Bild: Noch um ein paar Tage frischer: Lenins Leiche in Moskau, 1991
Moskau taz | Lenin wirkt verstimmt. Seine Augen sind geschlossen, als müsse
er sich beherrschen. Das Gesicht liegt ausdruckslos da, aber zwischen den
Augenbrauen deutet sich eine Falte an. Eine Hand hält er zur Faust geballt.
Die andere liegt leicht auf dem schwarzen Stoff. An den Fingerspitzen sieht
man schwarze Fäulnis, die zersetzende Kraft des Todes, die Wissenschaftler
seit einem Jahrhundert zu beherrschen versuchen.
Lenin ist im Jahr 1924 gestorben. Dass man noch 93 Jahre später seinen
Leichnam betrachten kann, ist unglaublich. Die Bolschewiken waren damals
gerade dabei, die Sowjetunion zu formen, die erste Verfassung tritt wenige
Tage nach Lenins Tod in Kraft. Es ist Januar, frostige dreißig Grad unter
null. Lenin wird vor dem Kreml aufgebahrt, damit das Volk sich von ihm
verabschieden kann. Eine Arbeiterbrigade sprengt dafür ein Loch in den
gefrorenen Boden. Kolonnen von Menschen ziehen vorbei und erweisen Lenin
die letzte Ehre. Nach einigen Tagen beginnt die Leiche trotz der Kälte zu
verwesen. Die Nase wird schwarz, die Hände verfärben sich graubraun, helle
pelzige Flecken breiten sich auf seinem Körper aus: Schimmel.
Stalin bestellt zwei Wissenschaftler ein, einen Anatomieprofessor und einen
Chemiker, und beauftragt sie, sich um die Konservierung der Leiche zu
kümmern. Die beiden wissen, dass sie sterben werden, wenn sie versagen.
Also nehmen sie Lenin über Monate auseinander. Trotzki tobt, Lenins Witwe
protestiert – Lenin wollte in Sankt Petersburg beerdigt werden, neben
seiner Mutter. Und er wollte nie zu einem Symbol werden.
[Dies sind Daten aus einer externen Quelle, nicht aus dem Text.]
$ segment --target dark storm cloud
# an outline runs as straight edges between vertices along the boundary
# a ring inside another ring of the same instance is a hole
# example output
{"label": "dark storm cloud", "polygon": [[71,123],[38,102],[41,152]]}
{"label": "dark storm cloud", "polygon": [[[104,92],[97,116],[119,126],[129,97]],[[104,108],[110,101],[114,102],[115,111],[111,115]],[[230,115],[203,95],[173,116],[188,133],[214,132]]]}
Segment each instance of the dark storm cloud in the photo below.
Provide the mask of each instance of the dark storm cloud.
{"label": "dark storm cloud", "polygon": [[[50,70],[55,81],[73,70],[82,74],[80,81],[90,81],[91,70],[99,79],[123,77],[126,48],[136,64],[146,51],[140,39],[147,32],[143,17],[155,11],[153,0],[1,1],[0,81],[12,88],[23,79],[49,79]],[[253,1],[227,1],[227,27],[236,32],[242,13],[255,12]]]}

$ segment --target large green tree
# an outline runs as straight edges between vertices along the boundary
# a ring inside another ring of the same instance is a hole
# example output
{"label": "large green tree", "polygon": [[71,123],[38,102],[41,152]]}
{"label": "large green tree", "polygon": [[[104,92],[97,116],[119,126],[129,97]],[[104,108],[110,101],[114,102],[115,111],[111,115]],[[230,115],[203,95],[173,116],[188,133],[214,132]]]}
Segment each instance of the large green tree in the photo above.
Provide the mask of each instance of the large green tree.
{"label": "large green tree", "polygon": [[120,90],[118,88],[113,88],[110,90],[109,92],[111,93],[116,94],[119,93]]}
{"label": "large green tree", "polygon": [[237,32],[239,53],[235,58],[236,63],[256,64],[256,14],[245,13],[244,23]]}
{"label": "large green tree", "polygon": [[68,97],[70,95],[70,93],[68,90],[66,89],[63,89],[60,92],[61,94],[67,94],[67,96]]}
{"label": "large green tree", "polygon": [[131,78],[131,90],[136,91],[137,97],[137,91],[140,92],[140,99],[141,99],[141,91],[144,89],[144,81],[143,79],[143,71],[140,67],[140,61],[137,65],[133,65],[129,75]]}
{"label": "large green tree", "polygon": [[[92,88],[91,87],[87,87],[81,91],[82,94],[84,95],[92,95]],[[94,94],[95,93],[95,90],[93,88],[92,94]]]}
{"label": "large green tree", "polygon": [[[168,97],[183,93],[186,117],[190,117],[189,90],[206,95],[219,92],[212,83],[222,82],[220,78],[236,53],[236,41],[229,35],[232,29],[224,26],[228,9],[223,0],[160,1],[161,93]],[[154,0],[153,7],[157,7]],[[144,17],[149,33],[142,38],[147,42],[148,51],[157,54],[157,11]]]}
Aber Stalin setzt sich durch. Lenins Organe werden entfernt, er wird in
Essigsäure gebadet, mit Formaldehyd aufgespritzt, in Formalin eingelegt.
Die Leichenflecken werden mit Wasserstoffperoxid gebleicht, die schimmligen
Stellen mit Desinfektionsmittel bearbeitet. Man näht seinen Mund zu, der
sich immer wieder öffnet.
## In Chemikalien baden
Seitdem liegt Lenin vor dem Kreml, aus dem früheren Holzverschlag wurde ein
steinernes Mausoleum. Alle zwei Jahre verschwindet Lenin für einige Wochen,
er muss dann erneut in Chemikalien baden, damit er sich nicht weiter
zersetzt. Während dieser Wochen schließt das Mausoleum. Ansonsten stehen
täglich Tausende Menschen an, um ihn zu besuchen, immer zwischen 10 und 13
Uhr.
Der Rote Platz in Moskau gehört zu den magischen Orten, die vor Geschichte
vibrieren. Durch die kalte Luft schweben die Gesänge von orthodoxen
Geistlichen; hier stehen die Kirchen, in denen noch die Zarenfamilien
Hochzeiten oder Taufen feierten. An der Kremlmauer liegen die Leichname von
wichtigen Politikern der Sowjetunion. Dort ruht auch Stalin, der sich bis
1961 mit Lenin das Mausoleum teilte – bis Chruschtschow ihn im Zuge der
Entstalinisierung ausquartierte.
In der langen Schlange vor dem Ehrenfriedhof warten in diesen verregneten
Oktoberwochen vor allem Touristen: sehr viele Chinesen, aber auch
Amerikaner, Deutsche, Tschechen, Russen. Fragt man sie, wie sie sich an
Lenin erinnern, dann zucken die meisten Russen mit den Schultern. „Ein
Demokrat war er nicht“, sagt einer. „Er musste brutal sein. Es war eine
andere Zeit“, entgegnet eine ältere russische Frau, die das Mausoleum mit
ihrer amerikanischen Schwiegertochter besucht. Eine andere Frau sagt: „Ich
wünschte, es hätte die Revolution in Russland nie gegeben. Vielleicht
hätten wir dann noch den Zaren. Und alles wäre schöner und leichter, wer
weiß.“ Eine tschechische Studentin sagt: „Bei uns ist Lenin so gut wie
vergessen. Ich bin nur hier, weil die Mumie eine Attraktion ist.“
## Hände aus den Taschen!
Die Schlange bewegt sich langsam vorwärts, nach einer halben Stunde darf
man hinein. Auf jedem Treppenabsatz stehen Wachmänner in der schwarzen
Dämmerung, die Hände an der Hosennaht. Sie fordern die Besucher mit einer
Geste auf, ihre Hände aus den Taschen zu nehmen.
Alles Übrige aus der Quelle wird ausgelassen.